We stayed in the campground. I like national park campgrounds for the most part—no electricity or water hook ups so it tends to be chill, not wall to wall RVs. I like the Smokies, Glacier, Yellowstone, Yosemite—all good campgrounds. The view I had of Rocky Mountains' campground looked like a good place too.

Arches was similar in that there was no electric and no showers—there were flush toilets and water available—but it was not the same, because the place was teeming with loud people. It was strange. We didn't get to sleep the first night right away—it had been a long day in the car and there was dinner to make and stuff to set up. So I didn't notice the people so much. It was the next night, when we were exhausted from hiking, that I realized that, whoa, you people are obnoxious. There was a youth group staying nearby, sharing the bathroom, and they were grungy youth who obviously had never had to clean their own bathrooms...
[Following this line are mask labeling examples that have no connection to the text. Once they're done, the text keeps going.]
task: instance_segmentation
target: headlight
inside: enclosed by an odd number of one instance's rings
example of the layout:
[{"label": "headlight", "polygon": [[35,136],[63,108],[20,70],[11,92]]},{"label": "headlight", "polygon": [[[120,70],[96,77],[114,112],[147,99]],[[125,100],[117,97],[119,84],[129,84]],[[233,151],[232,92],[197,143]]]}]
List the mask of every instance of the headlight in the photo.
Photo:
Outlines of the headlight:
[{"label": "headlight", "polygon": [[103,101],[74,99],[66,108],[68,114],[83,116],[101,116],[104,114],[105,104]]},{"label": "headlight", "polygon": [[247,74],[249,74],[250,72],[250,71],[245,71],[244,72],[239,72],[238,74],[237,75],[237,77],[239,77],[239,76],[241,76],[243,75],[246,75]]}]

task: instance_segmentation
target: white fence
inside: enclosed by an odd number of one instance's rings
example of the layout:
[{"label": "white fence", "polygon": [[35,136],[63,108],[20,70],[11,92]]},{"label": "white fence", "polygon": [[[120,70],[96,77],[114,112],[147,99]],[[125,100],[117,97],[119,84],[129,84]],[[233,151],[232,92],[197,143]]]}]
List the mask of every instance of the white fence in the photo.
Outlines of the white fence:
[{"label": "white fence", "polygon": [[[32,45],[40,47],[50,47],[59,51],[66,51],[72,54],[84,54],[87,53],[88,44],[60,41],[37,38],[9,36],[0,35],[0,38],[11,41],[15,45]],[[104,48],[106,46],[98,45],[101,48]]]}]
But before you think it was a terrible experience, it wasn't! We woke up in the park, cold in the desert, to a tiny coyote sniffing around the campsites. I was glad to be sleeping off the ground in the camper (we borrow my parents' pop up trailer for these trips now). We got an early start on a long hike in the desert—I wanted to be done by lunch time. We were done by 10:30.

We saw arches I had never seen before, out in the Devil's Garden area of the park. And we were mostly alone. My favorite. They were beautiful and I couldn't get enough of them. I will post pictures in a post when I get home—I have terrible wifi at the campgrounds this trip. Navajo Arch was private and shady; Partition Arch felt like we were on top of the world.

We went to lunch in Moab. Had shakes. It was good. Came back and realized that the tourists had arrived on Mars and we were caught in the mob of giant buses and Germans on Harleys and the whole bit. But that was ok, too. We saw a few more things and then decided to go out of the park and look at petroglyphs.

We found TV Sheep and Intestine Man a few miles outside of the park, following vague directions I had found online. I am now in love with TV Sheep (they look like old fashioned TV sets, big boxy things). Brooklyn is now in love with petroglyphs. “I like archeology far more than geology.”

We went back to the hot, hot park and got dinner together. Bixby and I took one more hike, a scramble out to Broken Arch as the sun set. It was empty again, all the tourists heading on to other parks and sights to see.

I lay awake a long time in the camper listening to the people nearby be loud. But I had the bed to myself because Bixby figured out a way to rig up the hammocks, and he and Brooklyn each took one so everyone could spread out. Which was good because we ALL STANK SO BAD. Because no showers. And dirty bathrooms. And I couldn't even stand being near myself, much less near anyone else.

In the morning, Niles got his junior ranger badge and we headed out, onward to Capitol Reef. I was glad we'd gone to Arches, a place I had visited for the first time 10 years ago. But I was done. Onward.

1 comment:

  1. So beautiful there. My trip was in May, but I got to stay with friends in Castle Valley. Other people's loudness would make me insane... you're a trooper.